🤖 AI Summary
Apache Arrow’s “zero-copy” data sharing in FaaS-based data pipelines remains unrealized due to insufficient Linux kernel support for shared memory, forcing costly user-space memory mapping and intermediate data copies.
Method: This paper proposes Bauplan, a lakehouse architecture featuring a novel kernel-level de-anonymization module that bypasses user-space memory mapping constraints, enabling end-to-end zero-copy transmission of Arrow data across DAG nodes.
Contribution/Results: Bauplan achieves near 100% zero-copy rate in Arrow pipelines—eliminating all intermediate data copies for the first time. Experiments across diverse representative workloads show significant reductions in data transfer latency, over 98% lower memory bandwidth consumption, and up to 3.2× higher end-to-end throughput.
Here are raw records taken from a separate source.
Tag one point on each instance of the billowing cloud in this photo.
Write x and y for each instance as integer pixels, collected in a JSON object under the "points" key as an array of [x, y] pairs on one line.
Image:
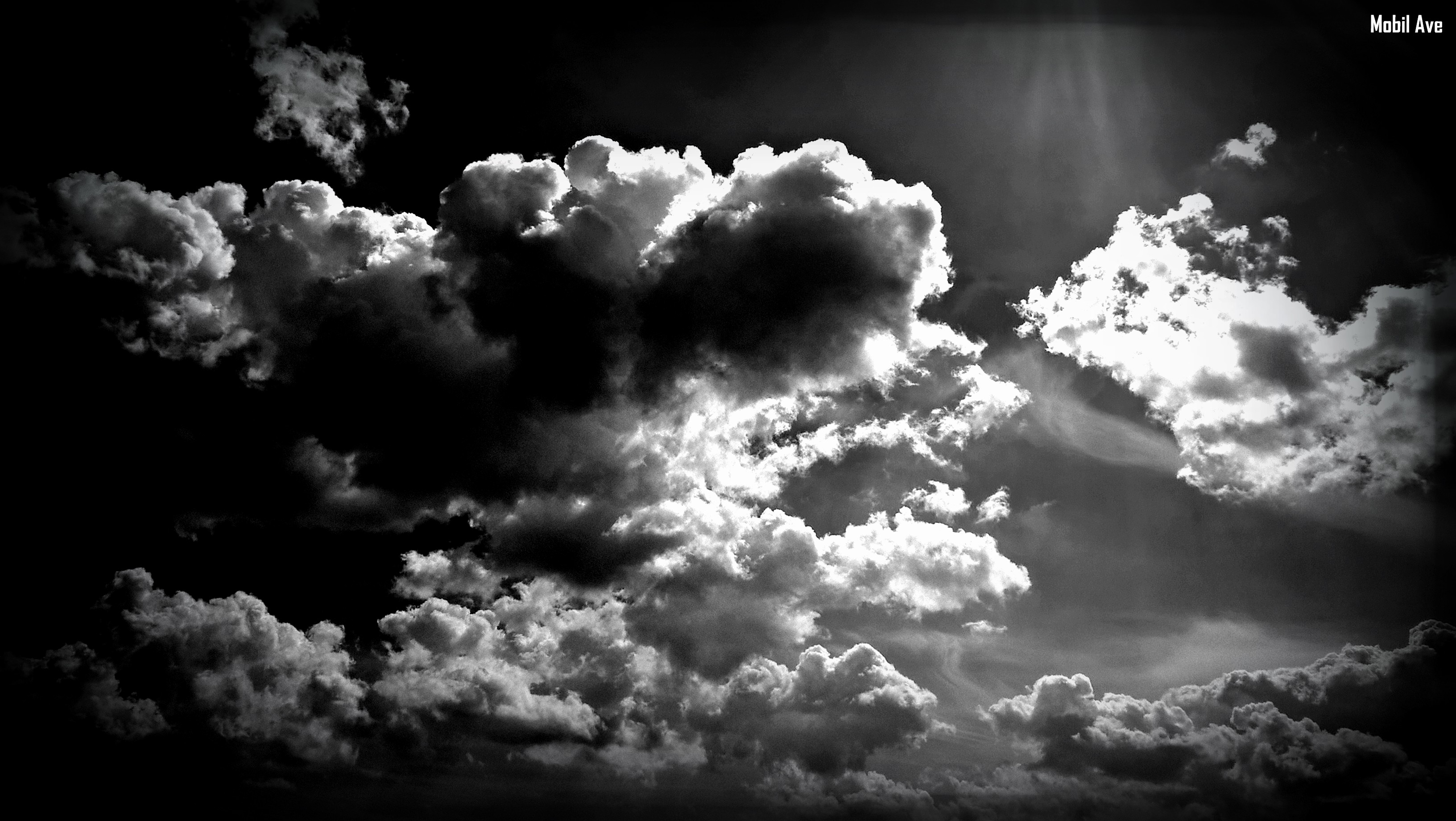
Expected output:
{"points": [[546, 392], [566, 361], [995, 507], [1250, 737], [1264, 397], [319, 95], [1398, 695], [941, 500], [233, 666], [1248, 150], [827, 714], [555, 673]]}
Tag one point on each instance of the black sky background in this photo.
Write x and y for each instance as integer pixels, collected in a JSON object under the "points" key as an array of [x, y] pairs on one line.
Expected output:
{"points": [[1031, 130]]}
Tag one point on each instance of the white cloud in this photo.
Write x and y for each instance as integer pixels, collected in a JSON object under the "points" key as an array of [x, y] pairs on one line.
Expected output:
{"points": [[995, 507], [941, 500], [319, 95], [1248, 150], [1263, 397], [254, 677]]}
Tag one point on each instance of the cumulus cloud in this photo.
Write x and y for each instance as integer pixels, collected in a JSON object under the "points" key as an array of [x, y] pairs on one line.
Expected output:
{"points": [[855, 792], [567, 361], [233, 666], [1398, 695], [827, 714], [534, 332], [995, 507], [1248, 150], [319, 95], [1264, 397], [1234, 740], [555, 673], [939, 500]]}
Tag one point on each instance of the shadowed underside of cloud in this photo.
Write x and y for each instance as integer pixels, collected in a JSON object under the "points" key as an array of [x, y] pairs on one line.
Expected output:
{"points": [[522, 361], [1363, 722], [1264, 398], [609, 366], [321, 96]]}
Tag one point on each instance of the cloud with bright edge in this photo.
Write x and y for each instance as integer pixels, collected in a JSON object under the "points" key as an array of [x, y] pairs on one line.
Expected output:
{"points": [[651, 460], [1263, 397], [1248, 150], [319, 95]]}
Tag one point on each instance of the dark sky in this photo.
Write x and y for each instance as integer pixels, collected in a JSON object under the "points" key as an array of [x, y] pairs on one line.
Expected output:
{"points": [[484, 401]]}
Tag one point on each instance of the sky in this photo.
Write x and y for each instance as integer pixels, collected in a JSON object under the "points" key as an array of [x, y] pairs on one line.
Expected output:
{"points": [[964, 411]]}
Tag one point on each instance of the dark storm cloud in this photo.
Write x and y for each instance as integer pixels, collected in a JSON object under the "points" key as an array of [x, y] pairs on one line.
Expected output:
{"points": [[1361, 722], [629, 596], [1400, 695]]}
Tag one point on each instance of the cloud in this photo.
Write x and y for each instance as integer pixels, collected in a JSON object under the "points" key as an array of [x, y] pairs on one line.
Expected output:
{"points": [[523, 365], [1398, 695], [941, 500], [233, 666], [995, 507], [827, 714], [319, 95], [545, 392], [1264, 397], [1234, 738], [855, 792], [1248, 150]]}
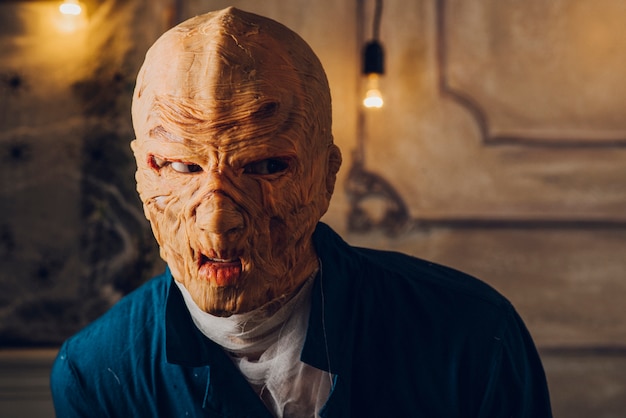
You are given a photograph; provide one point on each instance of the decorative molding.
(540, 139)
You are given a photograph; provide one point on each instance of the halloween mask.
(236, 162)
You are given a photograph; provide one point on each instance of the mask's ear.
(333, 164)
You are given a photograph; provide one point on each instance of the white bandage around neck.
(266, 347)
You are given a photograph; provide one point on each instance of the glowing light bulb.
(373, 97)
(70, 7)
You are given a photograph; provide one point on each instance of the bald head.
(231, 68)
(235, 158)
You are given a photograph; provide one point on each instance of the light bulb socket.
(373, 58)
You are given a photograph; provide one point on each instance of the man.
(263, 310)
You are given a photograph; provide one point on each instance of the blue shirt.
(402, 336)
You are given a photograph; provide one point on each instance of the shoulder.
(378, 273)
(130, 323)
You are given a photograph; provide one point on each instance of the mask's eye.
(158, 163)
(265, 167)
(185, 167)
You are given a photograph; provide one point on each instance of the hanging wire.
(378, 12)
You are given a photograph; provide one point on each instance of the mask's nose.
(218, 214)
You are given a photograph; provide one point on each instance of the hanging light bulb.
(373, 68)
(70, 7)
(374, 62)
(72, 16)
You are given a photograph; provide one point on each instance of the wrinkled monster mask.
(235, 157)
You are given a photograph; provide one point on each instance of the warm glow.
(70, 7)
(373, 97)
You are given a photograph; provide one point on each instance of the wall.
(500, 151)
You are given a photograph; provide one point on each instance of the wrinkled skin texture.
(235, 157)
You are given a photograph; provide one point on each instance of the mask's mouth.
(218, 271)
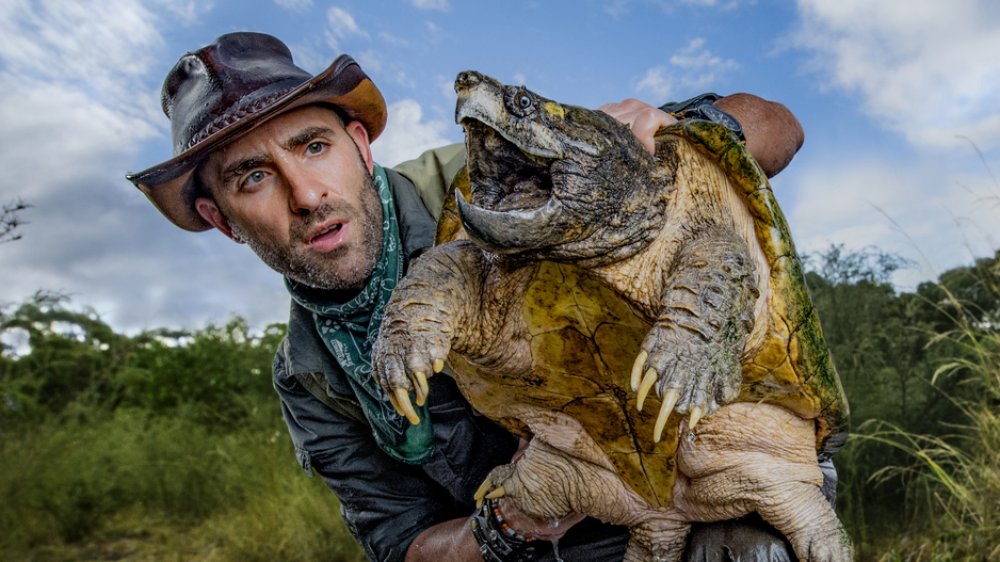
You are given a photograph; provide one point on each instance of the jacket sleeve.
(432, 173)
(384, 503)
By addressing a fundamental systems-level bottleneck, Bauplan delivers a practical, high-performance solution for serverless data processing.
📝 Abstract
Bauplan is a FaaS-based lakehouse specifically built for data pipelines: its execution engine uses Apache Arrow for data passing between the nodes in the DAG. While Arrow is known as the"zero copy format", in practice, limited Linux kernel support for shared memory makes it difficult to avoid copying entirely. In this work, we introduce several new techniques to eliminate nearly all copying from pipelines: in particular, we implement a new kernel module that performs de-anonymization, thus eliminating a copy to intermediate data. We conclude by sharing our preliminary evaluation on different workloads types, as well as discussing our plan for future improvements.